By Alex Mills
The oil and gas industry expects to increase drilling, production and capital expenditures during 2019, according to a variety of surveys of leaders of oil and gas companies released recently.
The American Oil & Gas Reporter, a national trade magazine, released its January issue this week revealing that respondents said they plan to drill 22.1 percent more wells this year than in 2018.
Deloitte, a professional accounting and business firm, said its survey finds that 61 percent of the executives said they anticipated an increase in rig deployment and 56 percent project increased exploration spending this year.

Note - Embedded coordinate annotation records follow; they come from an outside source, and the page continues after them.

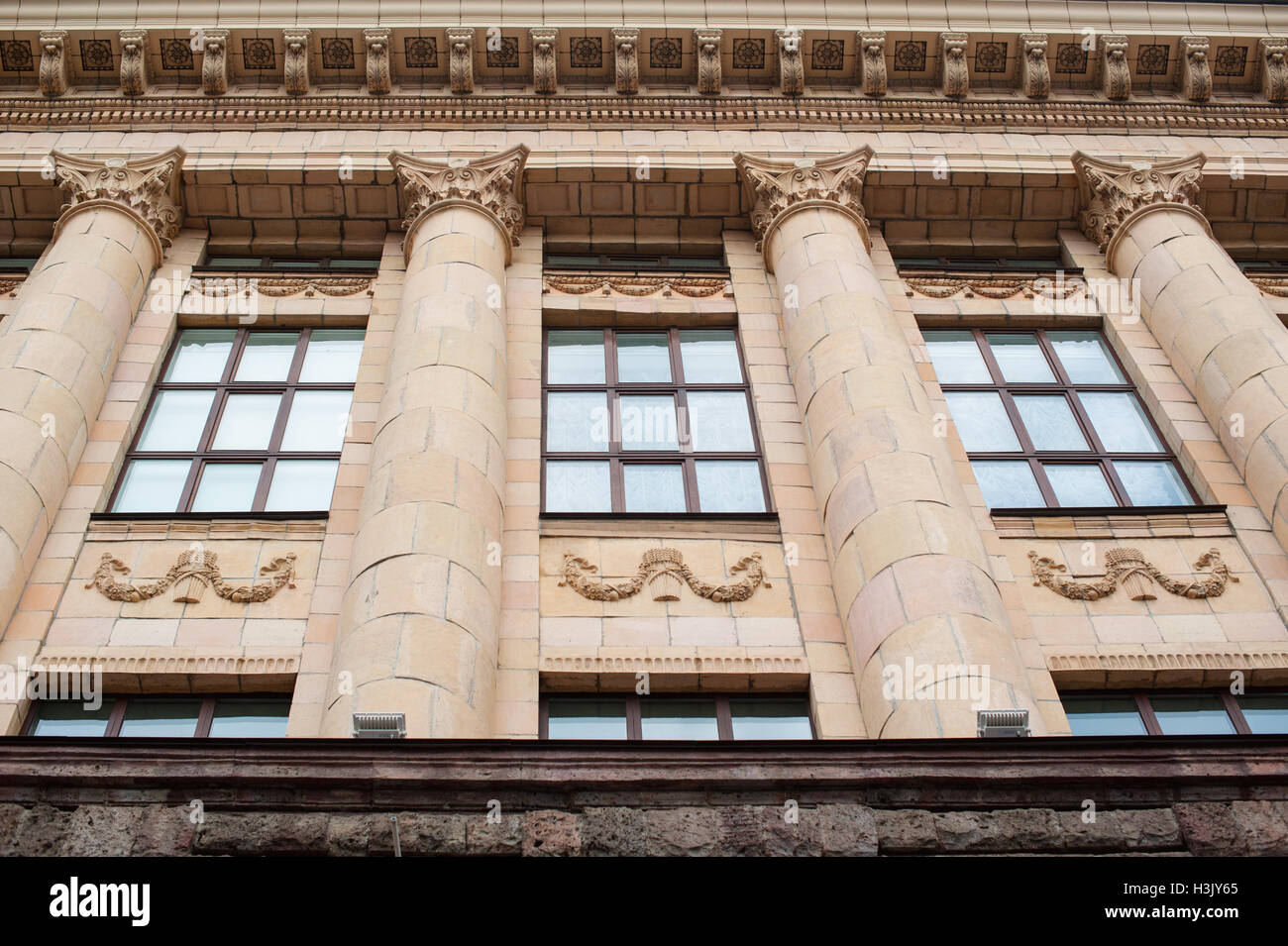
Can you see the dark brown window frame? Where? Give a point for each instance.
(634, 713)
(1063, 385)
(614, 456)
(205, 716)
(204, 455)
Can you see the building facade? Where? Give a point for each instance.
(539, 377)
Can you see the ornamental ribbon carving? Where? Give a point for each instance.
(1112, 192)
(1129, 569)
(194, 572)
(662, 571)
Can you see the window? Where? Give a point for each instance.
(244, 421)
(235, 717)
(691, 718)
(649, 422)
(1176, 713)
(1050, 418)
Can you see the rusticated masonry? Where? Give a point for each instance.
(59, 347)
(419, 623)
(911, 575)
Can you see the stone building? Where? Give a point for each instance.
(861, 382)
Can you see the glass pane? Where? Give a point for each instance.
(648, 422)
(679, 719)
(176, 421)
(1080, 484)
(267, 357)
(1050, 422)
(578, 486)
(1190, 716)
(575, 358)
(1151, 482)
(709, 357)
(250, 718)
(588, 718)
(246, 422)
(643, 358)
(161, 718)
(201, 354)
(729, 485)
(578, 421)
(1086, 358)
(301, 485)
(1008, 484)
(1019, 357)
(72, 718)
(1265, 712)
(771, 719)
(653, 486)
(956, 358)
(1109, 716)
(333, 356)
(153, 485)
(318, 421)
(982, 421)
(227, 488)
(719, 421)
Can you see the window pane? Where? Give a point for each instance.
(176, 421)
(201, 354)
(588, 718)
(318, 421)
(982, 421)
(578, 421)
(250, 718)
(648, 422)
(1020, 357)
(576, 358)
(153, 485)
(1151, 482)
(729, 485)
(1265, 712)
(1190, 716)
(679, 719)
(578, 486)
(1050, 422)
(719, 421)
(643, 358)
(1085, 358)
(653, 486)
(771, 719)
(1120, 422)
(709, 357)
(301, 485)
(956, 358)
(246, 422)
(227, 488)
(1080, 484)
(1008, 484)
(1109, 716)
(267, 357)
(71, 718)
(333, 356)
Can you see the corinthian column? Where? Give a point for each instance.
(59, 348)
(923, 619)
(419, 623)
(1223, 339)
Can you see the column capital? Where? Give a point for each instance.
(147, 188)
(1113, 194)
(778, 188)
(489, 184)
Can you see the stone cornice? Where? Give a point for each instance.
(489, 184)
(149, 188)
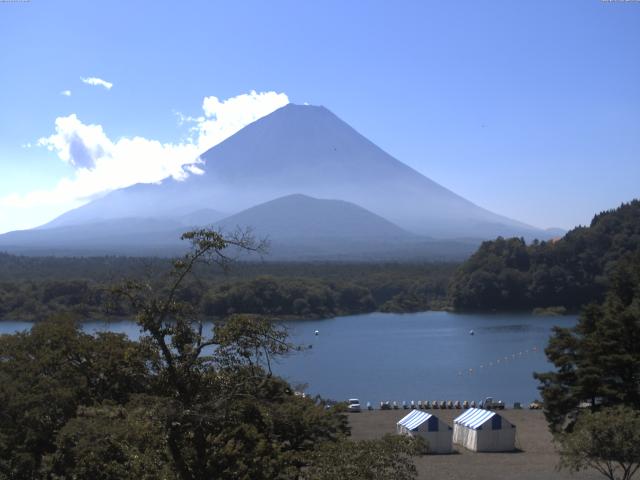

DNV, a technical adviser to the energy industry, surveyed 791 senior professionals and 70 percent of respondents said they planned to maintain or increase capital spending in 2019, compared to 39 percent in 2017, according to a report from Reuters.
“Those expecting to sustain or increase operating expenditure also grew to 65 percent in 2019 from 41 percent in 2017,” the report said. “In addition, 67 percent believed more large, capital-intensive oil and gas projects would be approved this year.”
Deloitte, a professional accounting and business firm, said its survey finds that 61 percent of the executives said they anticipated an increase in rig deployment and 56 percent project increased exploration spending this year.
“Despite greater oil price volatility in recent months, our research shows that the sector appears confident in its ability to better cope with market instability and long-term lower oil and gas prices,” said Liv Hovem, who heads DNV’s oil and gas division. “For the most part, industry leaders now appear to be positive that growth can be achieved after several difficult years,”
The survey indicated that the industry’s focus on cost control was easing, with 21 percent of respondents saying cost efficiency would be a top priority in 2019, down from 31 percent in 2018 and 41 percent in 2016.
Even though industry leaders expect continued growth in 2019, the optimism has declined significantly since October when oil prices peaked at $75 per barrel and dropped some 40 percent in 90 days, according to a survey released by the Federal Reserve Bank of Dallas this month. “The business activity index…remained positive, but barely so, plunging from 43.3 in the third quarter to 2.3 in the fourth,” the survey noted. “Readings near zero indicate activity was largely unchanged from the prior quarter, a break from the 10-quarter-long trend in rising activity.”
Obviously, crude oil and natural gas prices dictate the level of activity in the exploration-and-production sector. The American Oil & Gas Reporter reported that the magic numbers are $65 per barrel for oil and $3 per thousand cubic feet for gas. Crude oil closed at $52.43 and natural gas closed at $3.029 on the New York Mercantile Exchange Wednesday.
Alex Mills is the former President of the Texas Alliance of Energy Producers. The opinions expressed are solely of the author.